Free Full Text from Circulation

[5] EPIPEN (epinephrine) injection
EPIPEN JR (epinephrine) injection
[DEY]

DailyMed
FDA Label

.

Comments

  1. Rogue, this is somewhat unrelated (more to do with new treatments than anything else), but I just saw this article:

    http://www.jems.com/article/news/study-injection-saves-lives-heart-attack

    Other than a brief abstract on its testing in dogs, I’m having difficulty finding anything pertinent about this study. Have you heard of it? What are you thoughts if so?

  2. who cares??? back and forth we go with this debate on the best way to work a code. one stat sticks in my mind some 400,000 deaths related to acs but when you look at the studies on [insert drug/procedure/voodoo ritual] you see 300 people here and 400 people there do they really mean anything? we still have a lazy pseudo profession that wants to do the bear minimum to get by and complain about how they arent respected. why dont we have national databases where we collect enough data to make the study meaningful?
    let me ask this; if you dont have ROSC, you have a dead person arguably a negative outcome. why not do what is needed to obtain ROSC and deal with the negative effects later? how many of us have driven faster than 55 on the donut?
    or why bother working them? we dont want to harm the dead person…….? were ok breaking ribs and lacerating the crap out of everything underneath and applying electrical current 100 times higher than what the heart normally handles and say this is good, but an extra milligram of epi or the wrong antidysrhythmic at the wrong time is bad.

    • mike mohler,

      You would have a point, if it did not matter how much damage we do in obtaining ROSC.

      You say that there is no harm to dead people, but ROSC does not mean dead.

      The research shows that we harm patients to obtain ROSC.

      If we have more people getting ROSC with epinephrine, but we decrease the number of people leaving the hospital, are we doing any good?

      More people leave the hospital alive when they do not receive epinephrine, even though they are much less likely to have ROSC.

      Which is more important?

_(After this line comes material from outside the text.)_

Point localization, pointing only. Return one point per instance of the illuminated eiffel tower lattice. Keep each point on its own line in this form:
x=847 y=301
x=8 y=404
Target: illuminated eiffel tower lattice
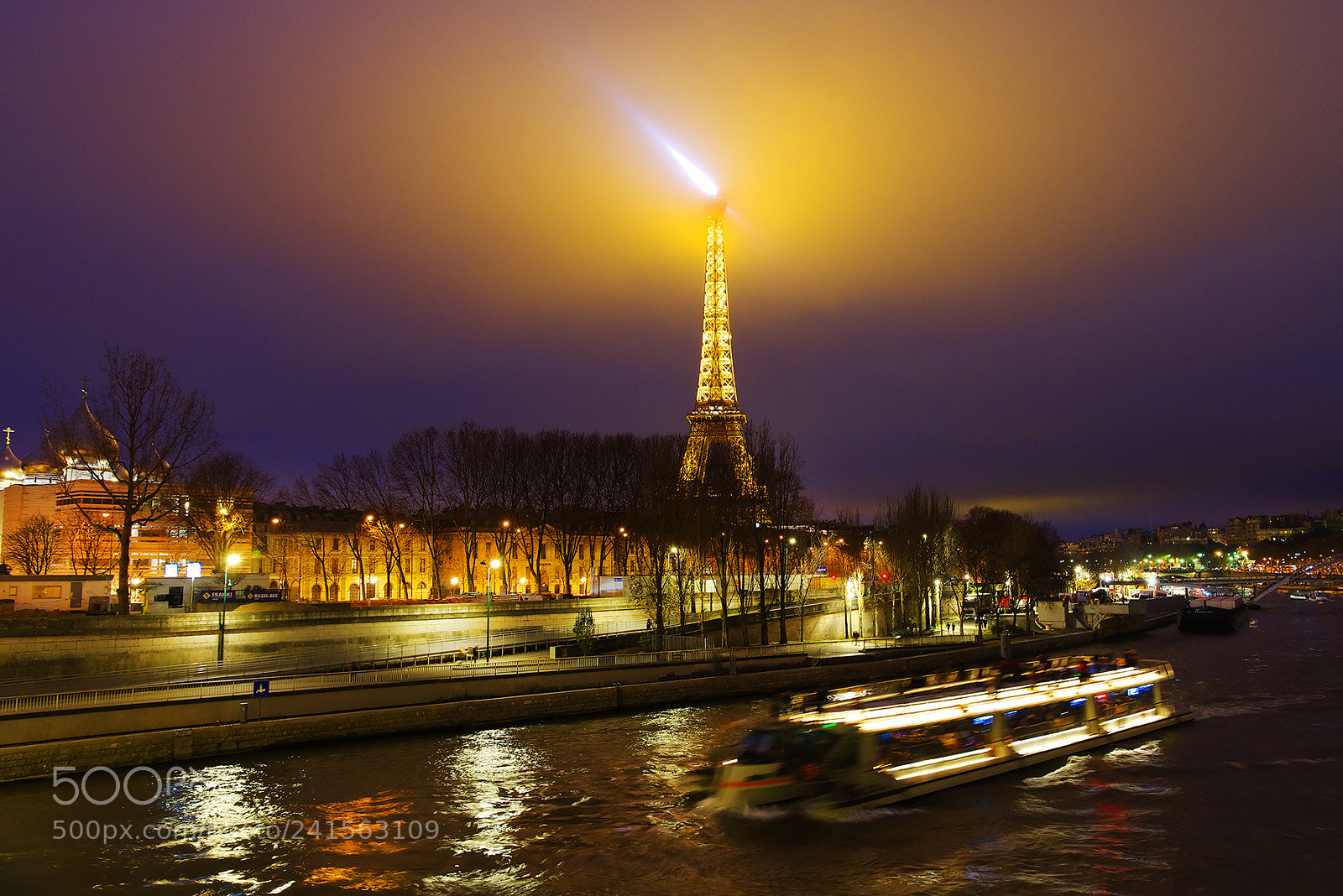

ROSC or leaving the hospital alive?

      .

    • Mike,

      It makes a difference because you might get ROSC back without Epi and be healthy; but if you give Epi, the patient will have severe brain damage. It’s not like Epi is the drug of last resort, where nothing else has worked; it’s reasonable to think that Epi has been given to some people when it wasn’t needed, and it possibly did harm.

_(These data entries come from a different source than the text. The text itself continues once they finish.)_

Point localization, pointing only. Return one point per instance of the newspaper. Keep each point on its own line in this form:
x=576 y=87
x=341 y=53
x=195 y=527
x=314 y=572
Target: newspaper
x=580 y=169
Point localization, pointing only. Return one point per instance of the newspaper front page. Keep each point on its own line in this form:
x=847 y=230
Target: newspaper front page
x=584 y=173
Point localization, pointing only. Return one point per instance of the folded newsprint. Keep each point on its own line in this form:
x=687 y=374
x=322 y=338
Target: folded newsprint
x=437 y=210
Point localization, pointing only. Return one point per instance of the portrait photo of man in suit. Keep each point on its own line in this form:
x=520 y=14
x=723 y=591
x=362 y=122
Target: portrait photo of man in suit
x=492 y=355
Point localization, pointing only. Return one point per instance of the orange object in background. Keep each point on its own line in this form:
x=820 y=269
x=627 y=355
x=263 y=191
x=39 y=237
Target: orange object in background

      ROSC is not a valid measure of whether the patient will survive or not. It’s a “feel-good” statistic that means nothing. There are plenty of things that can be done that result in short-term improvement but ultimately end up doing more harm than good. Just because the patient is doing a little better on arrival at the ED doesn’t mean that your intervention fixed them; it might just have masked the problem until it’s too late to do anything about it.

      The problem isn’t the people; it’s the fact that EMS is divided up into so many little fiefdoms (fire vs. private, volunteer vs. paid, state vs. state, county vs. county); and the people who CAN do something are more interested in “protecting their turf” than in making the system work properly. Bitching about the entire “pseudo profession” being lazy and whiny sure as hell isn’t going to improve anything.

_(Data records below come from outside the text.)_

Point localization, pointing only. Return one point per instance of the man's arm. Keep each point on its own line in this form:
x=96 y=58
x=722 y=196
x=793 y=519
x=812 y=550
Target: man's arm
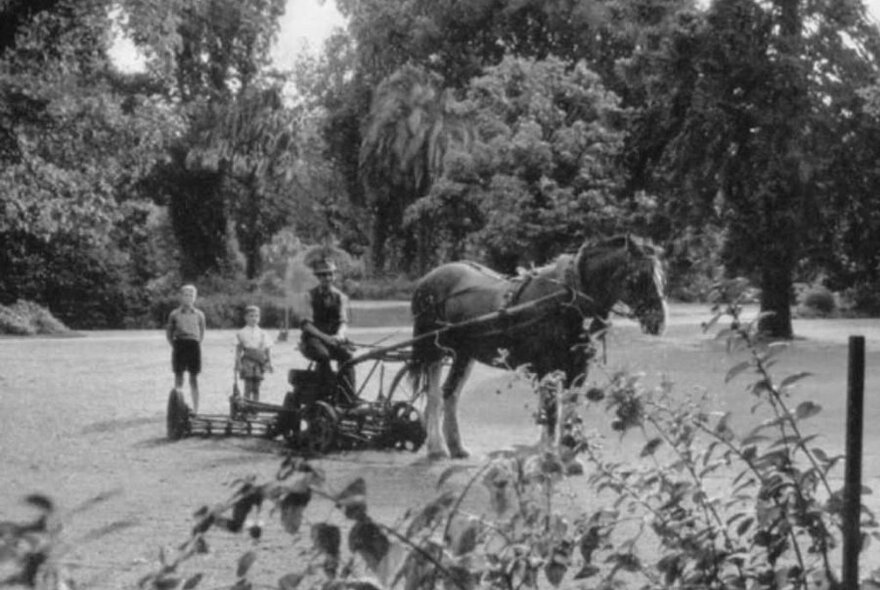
x=169 y=328
x=343 y=318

      Oh, and the databases do exist. Every state has a required data set that emergency transport companies must report (based on NEMSIS). The problem is that, unless you do research (i.e. compare a treatment to placebo or an existing treatment), that data doesn’t tell you anything about how effective or harmful a treatment might be.

  3. With regard to the glucose-insulin-potassium study, some large dose of skepticism is warranted. Jus like epi, 30-day mortality is no different.

    My humble effort at an review of this new study is at : http://millhillavecommand.blogspot.com/2012/03/immediate-trial-shoukd-ems-give-glucose.html.

    Rogue, would love to see your thoughts on this new, and well-popularized, study!